In Centex Homes v. Builders FirstSource-Florida, LLC, Centex Homes developed a residential condominium community. Centex Real Estate Corporation, the general contractor, hired Builders FirstSource-Florida, LLC (“BFS”) to supply and install the windows for the project. BFS was insured by Liberty Mutual Fire Insurance Company (“Liberty”), and the two Centex entities were named as additional insureds under the Liberty policies.
In December 2010, Hammock Grove Condominium Association sued Centex for construction defects, including defective window installation. In February 2011, Centex filed third-party complaints against various subcontractors, including BFS, alleging breach of contract, contractual indemnity, and/or common law indemnity. In October 2012, Centex, as an additional insured, sent its first demand to Liberty for defense and indemnity. Liberty never responded to Centex’s tender, but nothing in the opinion explains Centex’s 18-month delay either.
Eventually, Liberty conceded that Centex was an additional insured under the Liberty policies and that Liberty owed a duty to defend Centex against Hammock Grove’s claims. But what was the extent of Liberty’s liability for attorney’s fees incurred by Centex?

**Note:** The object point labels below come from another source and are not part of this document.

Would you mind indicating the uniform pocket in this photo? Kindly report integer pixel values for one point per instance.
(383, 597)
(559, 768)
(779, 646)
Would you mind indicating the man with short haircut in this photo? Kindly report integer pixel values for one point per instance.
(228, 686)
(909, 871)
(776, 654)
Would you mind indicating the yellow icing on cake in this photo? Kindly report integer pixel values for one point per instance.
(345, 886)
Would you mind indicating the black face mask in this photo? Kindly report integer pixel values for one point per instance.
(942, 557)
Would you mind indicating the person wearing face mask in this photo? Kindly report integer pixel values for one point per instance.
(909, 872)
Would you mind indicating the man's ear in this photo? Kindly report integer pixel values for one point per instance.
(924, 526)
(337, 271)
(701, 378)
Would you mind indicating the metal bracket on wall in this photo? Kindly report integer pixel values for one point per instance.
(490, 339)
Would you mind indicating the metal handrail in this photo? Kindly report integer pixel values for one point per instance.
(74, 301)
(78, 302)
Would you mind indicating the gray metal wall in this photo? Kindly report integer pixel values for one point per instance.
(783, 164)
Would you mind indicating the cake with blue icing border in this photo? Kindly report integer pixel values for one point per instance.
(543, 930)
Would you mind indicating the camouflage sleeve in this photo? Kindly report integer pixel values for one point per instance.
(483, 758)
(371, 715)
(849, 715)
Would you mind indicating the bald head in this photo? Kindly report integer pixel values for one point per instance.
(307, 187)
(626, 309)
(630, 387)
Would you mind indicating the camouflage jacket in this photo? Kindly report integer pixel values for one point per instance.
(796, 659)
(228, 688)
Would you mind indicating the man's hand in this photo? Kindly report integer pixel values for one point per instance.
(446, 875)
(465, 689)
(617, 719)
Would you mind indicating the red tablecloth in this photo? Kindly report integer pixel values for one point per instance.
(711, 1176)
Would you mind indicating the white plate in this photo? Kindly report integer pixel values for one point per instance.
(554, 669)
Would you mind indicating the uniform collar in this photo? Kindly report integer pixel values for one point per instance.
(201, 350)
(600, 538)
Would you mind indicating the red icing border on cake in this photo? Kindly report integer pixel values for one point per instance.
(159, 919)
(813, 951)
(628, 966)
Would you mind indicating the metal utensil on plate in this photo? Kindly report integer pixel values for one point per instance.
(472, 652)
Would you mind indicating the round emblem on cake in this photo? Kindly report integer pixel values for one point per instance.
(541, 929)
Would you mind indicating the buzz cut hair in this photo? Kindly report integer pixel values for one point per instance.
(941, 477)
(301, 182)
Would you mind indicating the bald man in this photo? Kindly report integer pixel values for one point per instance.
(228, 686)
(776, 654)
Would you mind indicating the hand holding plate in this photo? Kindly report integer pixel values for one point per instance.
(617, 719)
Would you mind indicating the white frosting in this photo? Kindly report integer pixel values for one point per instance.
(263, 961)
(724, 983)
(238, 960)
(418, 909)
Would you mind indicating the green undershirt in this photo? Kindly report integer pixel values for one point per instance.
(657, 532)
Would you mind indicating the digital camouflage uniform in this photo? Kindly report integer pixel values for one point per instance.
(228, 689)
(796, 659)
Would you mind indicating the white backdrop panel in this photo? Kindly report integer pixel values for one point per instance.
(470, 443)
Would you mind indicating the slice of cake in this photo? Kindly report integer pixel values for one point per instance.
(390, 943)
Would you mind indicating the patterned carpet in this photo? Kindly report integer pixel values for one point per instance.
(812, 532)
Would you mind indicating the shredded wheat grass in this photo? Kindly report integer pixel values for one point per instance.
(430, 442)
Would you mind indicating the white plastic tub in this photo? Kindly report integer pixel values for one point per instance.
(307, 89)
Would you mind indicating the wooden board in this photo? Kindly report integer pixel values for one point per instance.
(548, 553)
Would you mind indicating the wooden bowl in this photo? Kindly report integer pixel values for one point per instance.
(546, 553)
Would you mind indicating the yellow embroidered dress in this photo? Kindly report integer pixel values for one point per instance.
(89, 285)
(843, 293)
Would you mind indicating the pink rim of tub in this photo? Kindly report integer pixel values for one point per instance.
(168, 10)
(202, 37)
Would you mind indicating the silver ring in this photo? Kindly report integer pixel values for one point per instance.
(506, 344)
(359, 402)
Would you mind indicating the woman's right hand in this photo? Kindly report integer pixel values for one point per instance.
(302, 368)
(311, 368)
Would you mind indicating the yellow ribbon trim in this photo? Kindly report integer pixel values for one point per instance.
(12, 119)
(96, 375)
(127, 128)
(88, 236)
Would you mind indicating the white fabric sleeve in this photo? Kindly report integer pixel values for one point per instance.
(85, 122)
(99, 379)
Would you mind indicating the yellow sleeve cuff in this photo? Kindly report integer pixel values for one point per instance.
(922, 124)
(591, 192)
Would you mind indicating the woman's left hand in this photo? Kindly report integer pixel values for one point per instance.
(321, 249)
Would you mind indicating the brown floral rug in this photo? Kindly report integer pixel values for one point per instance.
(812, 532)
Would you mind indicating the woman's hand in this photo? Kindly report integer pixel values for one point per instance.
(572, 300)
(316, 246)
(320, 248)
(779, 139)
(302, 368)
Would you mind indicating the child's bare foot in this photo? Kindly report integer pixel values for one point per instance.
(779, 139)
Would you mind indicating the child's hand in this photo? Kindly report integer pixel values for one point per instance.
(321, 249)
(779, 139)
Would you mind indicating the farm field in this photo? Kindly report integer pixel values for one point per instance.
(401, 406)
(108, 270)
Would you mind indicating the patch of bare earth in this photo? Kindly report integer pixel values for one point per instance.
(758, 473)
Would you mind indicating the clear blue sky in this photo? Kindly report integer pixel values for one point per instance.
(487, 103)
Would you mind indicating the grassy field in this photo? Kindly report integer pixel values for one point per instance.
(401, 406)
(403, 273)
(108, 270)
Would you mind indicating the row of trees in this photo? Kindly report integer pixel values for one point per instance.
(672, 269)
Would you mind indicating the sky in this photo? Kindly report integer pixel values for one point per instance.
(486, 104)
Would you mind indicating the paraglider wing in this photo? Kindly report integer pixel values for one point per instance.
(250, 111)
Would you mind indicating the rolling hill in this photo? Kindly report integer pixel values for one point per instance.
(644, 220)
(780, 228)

First, the Court found that Liberty was jointly and severally liable for the entire amount of attorney’s fees incurred by Centex in defending Hammock Grove’s claims (the order does not identify Centex’s own insurers). While the order does not provide much of an analysis, the Court cited caselaw holding that the duty of each insurer to defend its insured is “personal” and does not inure to the benefit of any other insurer. In other words, an insurer is liable to its insured for a full and complete defense — even if other insurers may have a duty to defend as well.
Second, the Court found that because Liberty did not agree to defend Centex upon tender of the defense, Liberty was required to pay all pre-tender attorney’s fees incurred by Centex. The Court reasoned that, because Liberty refused to defend Centex, Liberty could not be prejudiced as a matter of law. While the opinion is silent as to Liberty’s arguments against the award of pre-tender attorney’s fees, Liberty most likely argued that it was prejudiced by Centex’s late notice, which would be a breach of the policy conditions. Normally, the issue of whether an insurer was prejudiced by a breach of policy conditions is a fact question for the jury. But the Court ruled that Liberty could not have been prejudiced as a matter of law due to Liberty’s denial of defense. The order cited Nationwide Mut. Fire Ins. Co. v. Beville, which held that due to the insurer failing to provide an unconditional defense to the insured, the insured was entitled to recover its attorney’s fees as a matter of law, even though the insured had violated the policy provision requiring prompt notice of the claims.
The message: insurers ignore a tender of defense at their peril.